Heitor Murilo Gomes is a researcher at Télécom ParisTech focusing on machine learning—particularly evolving data streams, concept drift, ensemble methods, and big data streams. He co-leads the StreamDM open data stream mining project.

Photo of Albert Bifet

Albert Bifet

Télécom ParisTech

Albert Bifet is a professor at LTCI and head of the Data, Intelligence, and Graphs (DIG) Group at Télécom ParisTech, and a scientific collaborator at École Polytechnique. A big data scientist with 10+ years of international experience in research, Albert has led new open source software projects for business analytics, data mining, and machine learning at Huawei, Yahoo, the University of Waikato, and UPC. At Yahoo Labs, he cofounded Apache SAMOA (Scalable Advanced Massive Online Analysis), a distributed streaming machine learning framework that contains a programing abstraction for distributed streaming ML algorithms.
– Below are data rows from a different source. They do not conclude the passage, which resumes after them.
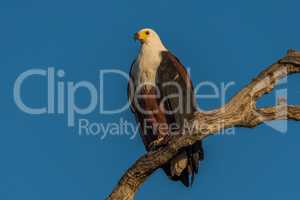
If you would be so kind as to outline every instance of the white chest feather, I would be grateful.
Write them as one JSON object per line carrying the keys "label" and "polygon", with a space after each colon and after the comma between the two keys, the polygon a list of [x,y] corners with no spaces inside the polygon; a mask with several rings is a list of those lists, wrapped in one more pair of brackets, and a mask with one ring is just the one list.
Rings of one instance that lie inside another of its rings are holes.
{"label": "white chest feather", "polygon": [[166,49],[149,46],[141,48],[132,70],[136,85],[155,84],[156,72],[161,63],[161,52],[163,50]]}
{"label": "white chest feather", "polygon": [[161,56],[158,52],[145,52],[139,56],[137,64],[139,67],[140,83],[155,83],[157,68],[161,62]]}

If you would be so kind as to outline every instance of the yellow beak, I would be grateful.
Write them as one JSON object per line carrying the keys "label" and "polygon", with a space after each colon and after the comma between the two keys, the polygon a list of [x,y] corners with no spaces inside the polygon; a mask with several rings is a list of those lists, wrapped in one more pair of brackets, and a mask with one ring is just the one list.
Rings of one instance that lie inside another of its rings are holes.
{"label": "yellow beak", "polygon": [[147,35],[143,32],[137,32],[134,34],[134,40],[139,40],[141,43],[145,42]]}

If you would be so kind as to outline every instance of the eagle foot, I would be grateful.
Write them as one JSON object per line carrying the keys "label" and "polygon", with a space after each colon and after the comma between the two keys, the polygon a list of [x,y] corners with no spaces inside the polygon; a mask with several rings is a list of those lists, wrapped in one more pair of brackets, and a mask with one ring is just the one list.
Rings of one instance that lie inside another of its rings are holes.
{"label": "eagle foot", "polygon": [[158,138],[149,144],[149,150],[155,151],[161,147],[166,146],[168,144],[168,142],[169,142],[169,136],[164,136],[164,137]]}

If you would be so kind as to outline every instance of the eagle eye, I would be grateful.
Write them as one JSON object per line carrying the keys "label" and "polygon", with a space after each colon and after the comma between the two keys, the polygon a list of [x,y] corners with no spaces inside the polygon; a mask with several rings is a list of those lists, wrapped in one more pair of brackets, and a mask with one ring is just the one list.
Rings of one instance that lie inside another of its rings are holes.
{"label": "eagle eye", "polygon": [[150,35],[150,31],[146,31],[146,35]]}

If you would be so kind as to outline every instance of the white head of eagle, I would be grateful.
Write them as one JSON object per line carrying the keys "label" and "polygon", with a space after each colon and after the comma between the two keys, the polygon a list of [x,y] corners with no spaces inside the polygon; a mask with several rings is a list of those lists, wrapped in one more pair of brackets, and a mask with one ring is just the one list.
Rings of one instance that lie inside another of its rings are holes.
{"label": "white head of eagle", "polygon": [[[141,47],[131,66],[128,97],[143,143],[146,150],[151,151],[184,129],[185,122],[196,111],[196,104],[187,71],[163,45],[158,34],[145,28],[135,33],[134,38],[140,41]],[[162,168],[172,180],[189,186],[202,159],[199,141],[180,149]]]}
{"label": "white head of eagle", "polygon": [[144,47],[148,46],[160,51],[166,50],[158,34],[150,28],[141,29],[134,34],[134,38],[139,40]]}
{"label": "white head of eagle", "polygon": [[168,51],[163,45],[158,34],[150,29],[144,28],[134,34],[134,39],[139,40],[141,48],[133,67],[136,81],[151,84],[155,81],[157,68],[161,63],[161,52]]}

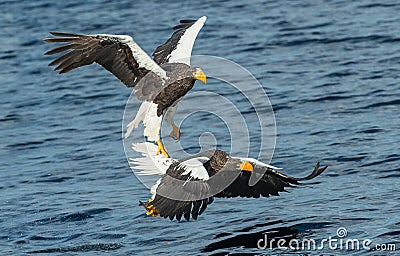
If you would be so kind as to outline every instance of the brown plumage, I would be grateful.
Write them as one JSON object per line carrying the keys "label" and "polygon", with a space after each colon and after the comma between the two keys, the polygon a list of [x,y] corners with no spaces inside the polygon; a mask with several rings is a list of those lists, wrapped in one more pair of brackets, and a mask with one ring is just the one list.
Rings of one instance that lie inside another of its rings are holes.
{"label": "brown plumage", "polygon": [[[185,24],[189,26],[193,23]],[[184,33],[185,29],[178,32]],[[134,87],[139,100],[159,104],[158,116],[192,89],[196,73],[202,72],[200,68],[184,63],[167,63],[169,54],[176,49],[182,35],[178,37],[174,34],[171,37],[173,44],[167,41],[160,46],[162,51],[160,47],[157,48],[154,53],[155,56],[159,56],[155,58],[156,63],[149,56],[134,52],[137,51],[135,47],[140,47],[128,36],[50,33],[56,37],[46,38],[45,42],[68,43],[45,53],[53,55],[66,52],[49,64],[57,65],[55,70],[59,70],[60,74],[98,63],[127,87]],[[164,72],[165,76],[160,75],[160,72]]]}
{"label": "brown plumage", "polygon": [[134,88],[135,95],[139,100],[158,104],[158,116],[161,116],[168,107],[193,88],[196,82],[193,77],[200,70],[183,63],[165,63],[161,67],[168,76],[165,84],[159,77],[149,74]]}
{"label": "brown plumage", "polygon": [[[208,159],[203,163],[208,179],[199,178],[198,173],[190,170],[190,165],[185,165],[186,161],[197,158],[202,158],[203,161]],[[239,166],[244,162],[249,162],[253,169],[240,169]],[[295,178],[256,160],[252,162],[248,158],[230,157],[221,150],[206,151],[171,164],[166,175],[161,178],[151,205],[164,218],[180,220],[184,217],[189,220],[192,216],[193,219],[197,219],[215,197],[278,196],[279,192],[286,192],[288,187],[301,185],[300,181],[319,176],[326,168],[327,166],[320,168],[317,163],[310,175]],[[258,178],[254,186],[249,185],[251,175]]]}
{"label": "brown plumage", "polygon": [[46,38],[48,43],[69,43],[47,51],[52,55],[67,51],[52,61],[49,66],[58,65],[60,74],[72,69],[98,63],[114,74],[127,87],[134,87],[150,70],[140,67],[132,50],[120,38],[102,35],[82,35],[50,32],[56,38]]}
{"label": "brown plumage", "polygon": [[172,29],[175,32],[172,36],[162,45],[158,46],[153,52],[153,59],[159,65],[168,63],[171,53],[177,48],[179,40],[185,34],[186,30],[190,28],[196,20],[181,20],[179,25]]}

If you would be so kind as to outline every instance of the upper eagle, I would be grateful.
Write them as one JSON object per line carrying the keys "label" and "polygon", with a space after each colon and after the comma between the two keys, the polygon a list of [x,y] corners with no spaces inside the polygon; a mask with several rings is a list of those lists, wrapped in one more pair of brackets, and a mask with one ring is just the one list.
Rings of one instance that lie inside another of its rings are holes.
{"label": "upper eagle", "polygon": [[47,51],[46,55],[63,52],[49,65],[66,73],[84,65],[98,63],[114,74],[127,87],[133,87],[143,101],[136,118],[128,125],[126,136],[143,121],[145,136],[157,141],[159,152],[168,155],[160,141],[161,122],[164,115],[172,125],[171,136],[180,137],[179,128],[173,122],[178,101],[192,89],[196,80],[206,82],[206,75],[199,67],[190,66],[194,41],[203,27],[206,17],[198,20],[181,20],[175,32],[153,53],[154,59],[144,52],[127,35],[73,34],[50,32],[49,43],[67,43]]}

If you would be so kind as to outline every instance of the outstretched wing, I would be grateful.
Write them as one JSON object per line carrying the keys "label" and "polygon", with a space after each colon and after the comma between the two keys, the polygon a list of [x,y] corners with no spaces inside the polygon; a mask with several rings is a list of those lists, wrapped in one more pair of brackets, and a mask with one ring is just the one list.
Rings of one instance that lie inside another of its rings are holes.
{"label": "outstretched wing", "polygon": [[[173,27],[175,32],[172,36],[154,51],[154,61],[159,65],[165,63],[184,63],[190,66],[190,56],[192,55],[194,41],[206,19],[207,17],[203,16],[197,21],[181,20],[179,25]],[[180,100],[176,100],[173,106],[167,108],[167,114],[164,117],[165,121],[172,126],[176,126],[174,116],[178,108],[177,103]]]}
{"label": "outstretched wing", "polygon": [[181,220],[197,219],[213,202],[206,182],[209,178],[202,162],[208,159],[190,159],[176,162],[167,170],[157,186],[152,204],[161,217]]}
{"label": "outstretched wing", "polygon": [[[269,197],[270,195],[279,196],[279,192],[286,191],[286,187],[293,187],[293,185],[299,185],[299,181],[310,180],[322,172],[324,172],[327,166],[320,168],[319,163],[315,165],[314,171],[304,178],[294,178],[284,173],[278,172],[270,167],[261,166],[259,168],[267,168],[266,171],[248,172],[241,171],[236,180],[231,183],[226,189],[215,195],[215,197],[255,197],[260,196]],[[249,180],[251,175],[262,175],[259,181],[254,186],[249,186]]]}
{"label": "outstretched wing", "polygon": [[[171,180],[172,181],[172,180]],[[157,190],[165,189],[168,186],[168,190],[173,188],[173,183],[166,183],[166,181],[161,179],[161,183],[158,185]],[[175,189],[176,191],[179,189]],[[156,190],[156,193],[157,193]],[[209,204],[214,201],[213,197],[204,199],[194,199],[192,193],[184,191],[182,193],[180,200],[175,200],[169,198],[169,196],[164,196],[165,194],[157,193],[152,204],[157,209],[158,214],[163,218],[169,218],[173,220],[176,218],[178,221],[182,219],[190,220],[190,216],[193,219],[197,219],[201,215]]]}
{"label": "outstretched wing", "polygon": [[203,16],[198,20],[181,20],[173,27],[175,32],[164,44],[157,47],[153,53],[154,61],[159,65],[164,63],[184,63],[190,66],[190,56],[197,34],[206,22]]}
{"label": "outstretched wing", "polygon": [[[204,182],[208,178],[207,170],[202,167],[201,159],[192,159],[185,163],[172,158],[156,155],[157,146],[150,142],[132,144],[132,149],[142,155],[141,158],[130,158],[132,169],[140,170],[138,175],[162,175],[163,177],[151,187],[152,205],[161,217],[181,220],[193,219],[204,212],[213,198],[199,198],[207,190]],[[187,183],[198,181],[199,183]],[[197,185],[197,187],[196,187]],[[144,205],[146,203],[141,203]]]}
{"label": "outstretched wing", "polygon": [[56,37],[46,38],[45,42],[68,43],[45,53],[52,55],[66,51],[49,64],[58,65],[55,70],[60,70],[60,74],[96,62],[127,87],[134,87],[150,71],[161,78],[166,77],[166,72],[130,36],[50,33]]}

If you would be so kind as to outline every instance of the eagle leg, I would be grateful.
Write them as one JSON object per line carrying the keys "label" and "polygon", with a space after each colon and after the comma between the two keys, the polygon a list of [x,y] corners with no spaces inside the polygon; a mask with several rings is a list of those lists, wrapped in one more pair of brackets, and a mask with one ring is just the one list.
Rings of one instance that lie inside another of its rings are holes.
{"label": "eagle leg", "polygon": [[157,141],[158,144],[158,149],[156,155],[159,155],[160,153],[163,154],[166,158],[169,158],[168,151],[162,144],[161,140]]}
{"label": "eagle leg", "polygon": [[147,200],[147,202],[145,202],[145,203],[143,203],[142,201],[139,201],[139,206],[143,206],[144,209],[146,209],[147,216],[156,217],[156,216],[158,216],[158,211],[154,207],[154,205],[151,204],[151,202],[153,202],[153,199],[151,199],[151,198],[149,198],[149,200]]}
{"label": "eagle leg", "polygon": [[169,136],[171,136],[172,138],[174,138],[176,140],[180,140],[180,138],[181,138],[181,130],[179,129],[178,126],[176,126],[176,124],[172,124],[172,131],[169,134]]}

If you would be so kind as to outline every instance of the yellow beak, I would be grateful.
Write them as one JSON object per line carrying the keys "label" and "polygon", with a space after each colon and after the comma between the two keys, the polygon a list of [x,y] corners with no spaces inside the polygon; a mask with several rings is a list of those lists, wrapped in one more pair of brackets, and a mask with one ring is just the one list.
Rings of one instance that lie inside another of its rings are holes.
{"label": "yellow beak", "polygon": [[202,81],[203,83],[207,82],[206,74],[203,71],[198,71],[193,76],[195,79]]}
{"label": "yellow beak", "polygon": [[239,169],[241,171],[248,171],[248,172],[254,171],[253,165],[247,161],[244,161],[243,163],[241,163],[239,165]]}

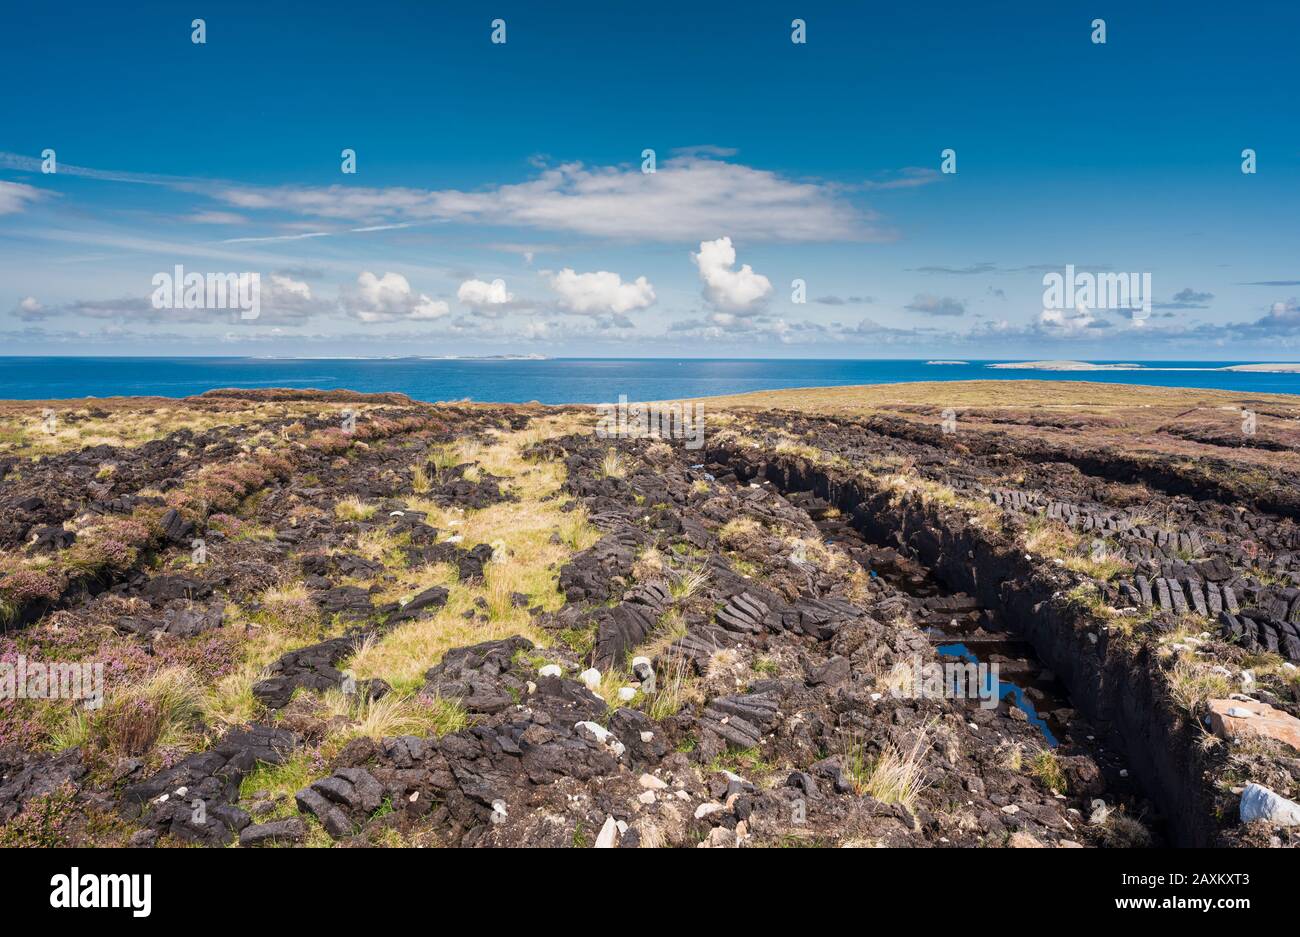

At the WEKA Machine Learning Group, he co-led MOA (Massive Online Analysis), the most popular open source framework for data stream mining, with more than 20,000 downloads each year. Albert is the author of Adaptive Stream Mining: Pattern Learning and Mining from Evolving Data Streams and the editor of the Big Data Mining special issue of SIGKDD Explorations in 2012. He was cochair of the industrial track at ECML PKDD 2015, BigMine (2014, 2013, 2012), and the data streams track at ACM SAC (2015, 2014, 2013, 2012). He holds a PhD from BarcelonaTech.